Residents and business responded both with large and small donations. Local grocer County Fair Foods pledged $125,000 toward the effort. But the bulk of the donations came in lesser amounts, mostly from residents dedicated to preserving the arts within their neighborhood, Robinson said.
"I am amazed at the community support when it comes to the BAC Challenge," she said.
Just three months into the fundraising effort, the arts center raised $275,000, and a new fundraising goal was set at $1 million. Anything beyond the $500,000 pledged to Fifth Third Bank would go to pay down the $1.75 million mortgage that remained, BAC Challenge co-chairman Michael Stanton said.
As the dark financial cloud hanging above the arts center began to disperse, Robinson turned her attention to programming. She named Shellee Frazee, 55, as the first artistic director of Beverly Arts Center in April.

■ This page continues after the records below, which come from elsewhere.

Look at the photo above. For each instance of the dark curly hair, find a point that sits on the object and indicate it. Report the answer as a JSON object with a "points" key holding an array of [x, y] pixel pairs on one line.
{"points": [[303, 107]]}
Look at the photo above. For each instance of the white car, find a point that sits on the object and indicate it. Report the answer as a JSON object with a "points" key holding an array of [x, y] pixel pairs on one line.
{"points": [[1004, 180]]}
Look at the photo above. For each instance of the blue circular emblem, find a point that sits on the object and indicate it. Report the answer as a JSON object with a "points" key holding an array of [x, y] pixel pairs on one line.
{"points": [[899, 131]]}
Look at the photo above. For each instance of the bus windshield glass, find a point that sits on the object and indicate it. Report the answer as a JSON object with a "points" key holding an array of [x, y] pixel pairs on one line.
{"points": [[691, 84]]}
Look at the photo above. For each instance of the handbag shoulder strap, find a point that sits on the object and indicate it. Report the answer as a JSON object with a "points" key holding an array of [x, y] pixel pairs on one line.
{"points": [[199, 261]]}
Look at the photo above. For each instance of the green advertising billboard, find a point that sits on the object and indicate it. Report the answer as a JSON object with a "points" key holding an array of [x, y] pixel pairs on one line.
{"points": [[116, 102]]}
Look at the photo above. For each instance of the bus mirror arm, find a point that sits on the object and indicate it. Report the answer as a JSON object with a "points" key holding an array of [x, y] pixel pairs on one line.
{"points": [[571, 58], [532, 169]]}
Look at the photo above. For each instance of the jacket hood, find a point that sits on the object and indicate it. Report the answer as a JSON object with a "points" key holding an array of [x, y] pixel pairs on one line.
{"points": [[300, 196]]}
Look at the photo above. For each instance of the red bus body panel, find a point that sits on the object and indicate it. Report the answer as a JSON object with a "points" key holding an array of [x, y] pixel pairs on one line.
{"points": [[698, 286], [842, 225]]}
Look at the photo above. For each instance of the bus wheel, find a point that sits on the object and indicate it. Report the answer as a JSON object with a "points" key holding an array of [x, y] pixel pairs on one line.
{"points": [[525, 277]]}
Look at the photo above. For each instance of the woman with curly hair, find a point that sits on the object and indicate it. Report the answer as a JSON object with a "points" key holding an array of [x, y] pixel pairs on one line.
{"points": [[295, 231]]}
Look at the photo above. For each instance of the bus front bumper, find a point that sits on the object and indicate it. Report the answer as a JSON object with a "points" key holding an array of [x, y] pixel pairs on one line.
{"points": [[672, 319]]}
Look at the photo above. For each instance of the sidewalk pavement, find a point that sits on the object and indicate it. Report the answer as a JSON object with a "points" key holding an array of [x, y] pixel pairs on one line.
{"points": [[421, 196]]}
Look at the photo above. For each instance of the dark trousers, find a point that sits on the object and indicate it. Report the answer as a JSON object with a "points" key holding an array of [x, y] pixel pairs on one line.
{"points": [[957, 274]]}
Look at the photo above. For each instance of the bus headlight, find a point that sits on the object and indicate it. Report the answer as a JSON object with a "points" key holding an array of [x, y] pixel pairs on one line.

"I'm the left brain. She's the right brain," Robinson said.
Frazee sets the tone for programming at the Beverly Arts Center. She and Robinson are soon to launch a "Conservatory Track," or a series of classes within specific disciplines. Students passionate about dance, theater or visual arts can participate in dedicated tracks, improving their skills with a compounding series of lessons.
"Heather has been a breath of fresh air. She has an arts background, and she understands what needs to be done here," Frazee said.
Robinson also plans to add a marketing specialist later this month. A development strategist will be added by the end of the summer to handle grant writing, planned giving and donor resources.
Robinson realizes that the Beverly Arts Center could rely solely on the residents of Beverly, Morgan Park and Mount Greenwood to fill its 400-seat theater and classrooms. But she also believes that the arts center has an obligation to be engaged in Chicago's greater artistic community.
"Our first name is Beverly, but our last name is arts," she said.
A wide array of programming is needed to satisfy both the demands of the neighborhood and a commitment to the arts throughout the city, Robinson said.
She's also become well aware of the Beverly Arts Center's niche within her first 100 days. The arts center cannot compete with the Chicago Park District when it comes to low-cost activities for children and adults, she said.
But she believes the Beverly Arts Center can offer more specialized classes taught by expert teachers. These first-rate workshops cost far less at the Beverly Arts Center than at other elite programs such as the Sherwood Community Music School at Columbia College Chicago or the Art Institute of Chicago, Robinson said.
Perhaps most importantly, Robinson has brought a different vibe to the Beverly Arts Center. Frazee arrived in Beverly from Davenport, Iowa in 2009. She worked as an instructor and coordinator of the dance and theater programs before being named to her current position. She's seen some dark days, but those seem to be in the past.
"The energy level has skyrocketed. It's fun to come to work again, and it's exciting," Frazee said.